The last extended shutdown — a record 35 days from Dec. 22, 2018, to Jan. 25, 2019 — cost D.C. an estimated $47.4 million in lost revenue, according to a February 2019 report from the DC chief financial officer. That five-week closure slashed the city’s fiscal year 2019 local fund estimate to $7.8 billion, $41.4 million lower than projected just two months earlier.

The impact hit multiple sectors of the District’s economy. Hotels and restaurants suffered the most severe losses, with sales tax collections dropping more than $30 million in January 2019 alone as federal workers cut back on spending. Income tax revenue declined due to lost wages, while property, income and sales taxes all fell short of projections.

The 2019 CFO report noted the shutdown reduced local fund revenue growth to just 0.3% for fiscal year 2019, a sharp decline from the 3.7% growth rate in fiscal year 2018.

“The recent record-length federal government shutdown reduced FY 2019 revenue by an estimated $47.4 million, or about one-half of one percent, and was a reminder that despite the diversification of the District’s economy over the last several years, the federal government is still an important driver of employment and economic activity in the District,” then-CFO Jeffrey DeWitt wrote.

Current Economic Strain

The current shutdown comes as D.C.’s economy faces significant challenges from ongoing federal workforce reductions. According to the CFO’s September 2025 revenue estimate, the District has lost nearly 11,000 jobs between January and August 2025, with federal employment accounting for 8,700 of those losses.

The September report warns that additional job cuts are expected to accelerate in early fiscal year 2026 as a significant number of federal employees who accepted deferred resignation offers leave the workforce. The CFO projects a reduction of slightly over 20% in the District’s federal payrolls by 2029.

“Another risk is the prospect of a prolonged federal government shutdown, which could place significant strain on the economy,” CFO Glen Lee wrote in the September report. “Previous federal government shutdowns disrupted the District’s economy and had a range of impacts on revenue.”

The September revenue estimate also projects the District’s economy will enter a moderate recession in fiscal year 2026, with gross domestic product expected to contract by 3.5% before beginning a gradual recovery in fiscal year 2027. The unemployment rate is forecast to reach 6.8% in both fiscal years 2026 and 2027, up from 5.7% in fiscal year 2025.

Vulnerable Revenue Streams

City officials note the District’s revenue base has become increasingly volatile since the pandemic, with greater reliance on corporate franchise taxes and capital gains earnings rather than more stable sources like property, withholding and sales taxes.

Real property tax collections have declined due to lower commercial property values resulting from reduced demand for office space as remote work has expanded. The average office vacancy rate in the central business district reached 18.5% in the second quarter of 2025.

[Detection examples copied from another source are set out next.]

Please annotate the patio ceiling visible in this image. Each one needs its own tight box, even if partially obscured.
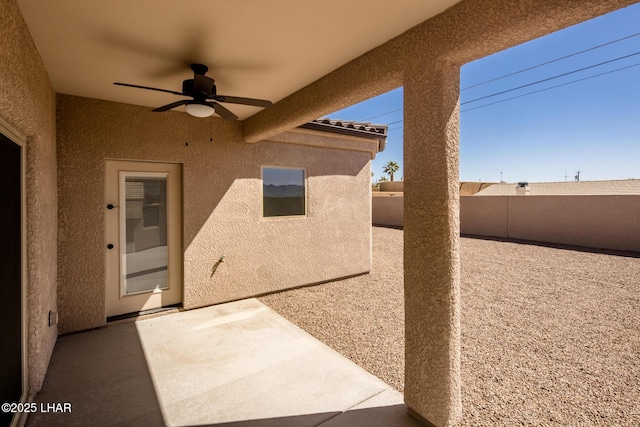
[18,0,458,120]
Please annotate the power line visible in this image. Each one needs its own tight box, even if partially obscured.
[460,33,640,92]
[360,108,402,122]
[460,52,640,105]
[460,62,640,113]
[389,62,640,121]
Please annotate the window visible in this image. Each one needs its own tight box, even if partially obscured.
[125,177,166,228]
[262,166,307,218]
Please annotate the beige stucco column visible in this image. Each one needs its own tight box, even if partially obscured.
[404,61,462,427]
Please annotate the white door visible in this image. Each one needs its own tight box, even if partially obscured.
[105,160,182,317]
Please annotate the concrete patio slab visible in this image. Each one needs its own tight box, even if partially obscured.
[27,299,418,426]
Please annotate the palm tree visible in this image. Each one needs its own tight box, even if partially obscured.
[383,160,400,181]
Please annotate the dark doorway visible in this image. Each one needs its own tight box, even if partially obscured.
[0,134,22,426]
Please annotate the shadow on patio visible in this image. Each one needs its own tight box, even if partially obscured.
[27,299,418,427]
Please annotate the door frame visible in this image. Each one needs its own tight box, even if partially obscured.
[104,158,184,320]
[0,117,29,427]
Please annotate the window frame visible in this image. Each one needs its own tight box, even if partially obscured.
[260,165,309,220]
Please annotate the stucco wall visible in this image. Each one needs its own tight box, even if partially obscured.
[460,195,640,251]
[0,0,57,393]
[58,95,371,333]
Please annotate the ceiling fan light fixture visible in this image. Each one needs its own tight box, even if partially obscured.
[184,104,216,117]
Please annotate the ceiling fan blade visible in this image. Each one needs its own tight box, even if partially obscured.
[114,83,184,96]
[207,102,238,120]
[151,99,193,113]
[213,95,273,108]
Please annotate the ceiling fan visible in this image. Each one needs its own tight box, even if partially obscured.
[114,64,273,120]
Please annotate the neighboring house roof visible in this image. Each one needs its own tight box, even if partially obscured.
[475,179,640,196]
[299,118,388,151]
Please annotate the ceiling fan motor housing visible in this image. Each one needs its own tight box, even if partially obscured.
[182,75,216,99]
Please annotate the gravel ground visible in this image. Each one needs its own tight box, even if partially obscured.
[260,227,640,426]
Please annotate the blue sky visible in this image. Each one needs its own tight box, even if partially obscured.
[328,3,640,182]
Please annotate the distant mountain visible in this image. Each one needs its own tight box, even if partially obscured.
[263,184,304,197]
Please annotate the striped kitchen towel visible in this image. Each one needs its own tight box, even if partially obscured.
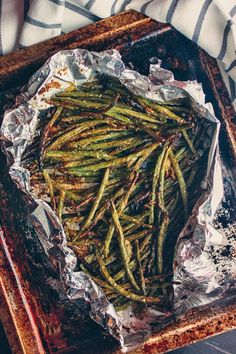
[0,0,236,107]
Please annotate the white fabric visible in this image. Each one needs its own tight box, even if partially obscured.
[0,0,236,105]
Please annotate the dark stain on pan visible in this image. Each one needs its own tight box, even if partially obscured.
[0,11,236,354]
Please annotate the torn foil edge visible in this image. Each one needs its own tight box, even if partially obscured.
[1,49,230,351]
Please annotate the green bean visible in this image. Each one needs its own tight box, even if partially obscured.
[169,149,188,219]
[158,147,170,211]
[82,168,110,231]
[96,251,162,304]
[182,130,199,157]
[69,129,134,148]
[140,99,186,124]
[44,150,113,161]
[57,190,66,221]
[104,177,137,257]
[106,106,158,123]
[68,143,159,175]
[149,147,167,224]
[111,202,139,290]
[43,170,56,210]
[157,212,170,274]
[134,240,146,295]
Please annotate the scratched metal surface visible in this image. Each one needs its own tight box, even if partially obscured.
[169,330,236,354]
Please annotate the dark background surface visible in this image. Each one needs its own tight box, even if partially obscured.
[0,322,236,354]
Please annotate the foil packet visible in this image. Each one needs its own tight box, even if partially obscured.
[1,49,236,352]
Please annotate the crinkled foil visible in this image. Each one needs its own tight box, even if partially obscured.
[1,49,236,351]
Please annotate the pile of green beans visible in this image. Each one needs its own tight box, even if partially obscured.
[24,76,209,310]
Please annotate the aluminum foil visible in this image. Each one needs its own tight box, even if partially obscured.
[1,49,236,351]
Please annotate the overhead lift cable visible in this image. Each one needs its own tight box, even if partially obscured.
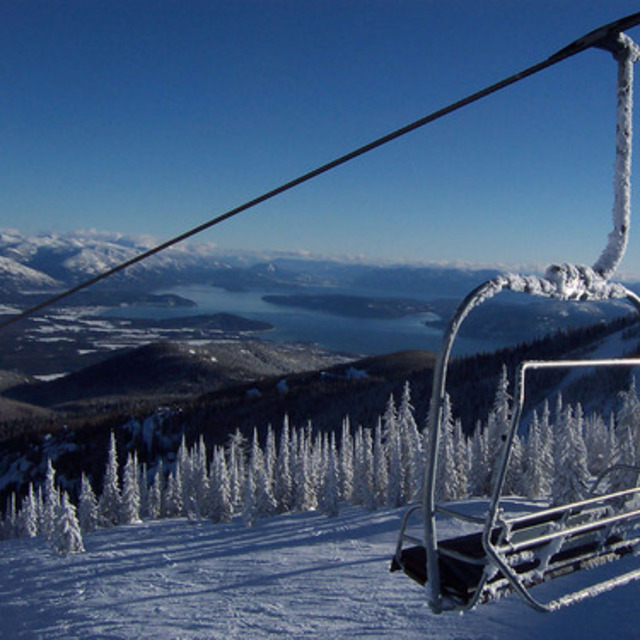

As the most government-dependent economy in the United States, D.C. benefits from a stabilizing federal presence but also faces unique vulnerabilities when federal operations are disrupted. The 2019 shutdown report emphasized this tension, noting federal cutbacks remained “a drag on the local and regional economies.”

While it’s too early to determine the precise financial impact of the current shutdown, the 2018-2019 precedent suggests a prolonged closure could exact a significant toll on the District’s already strained economy.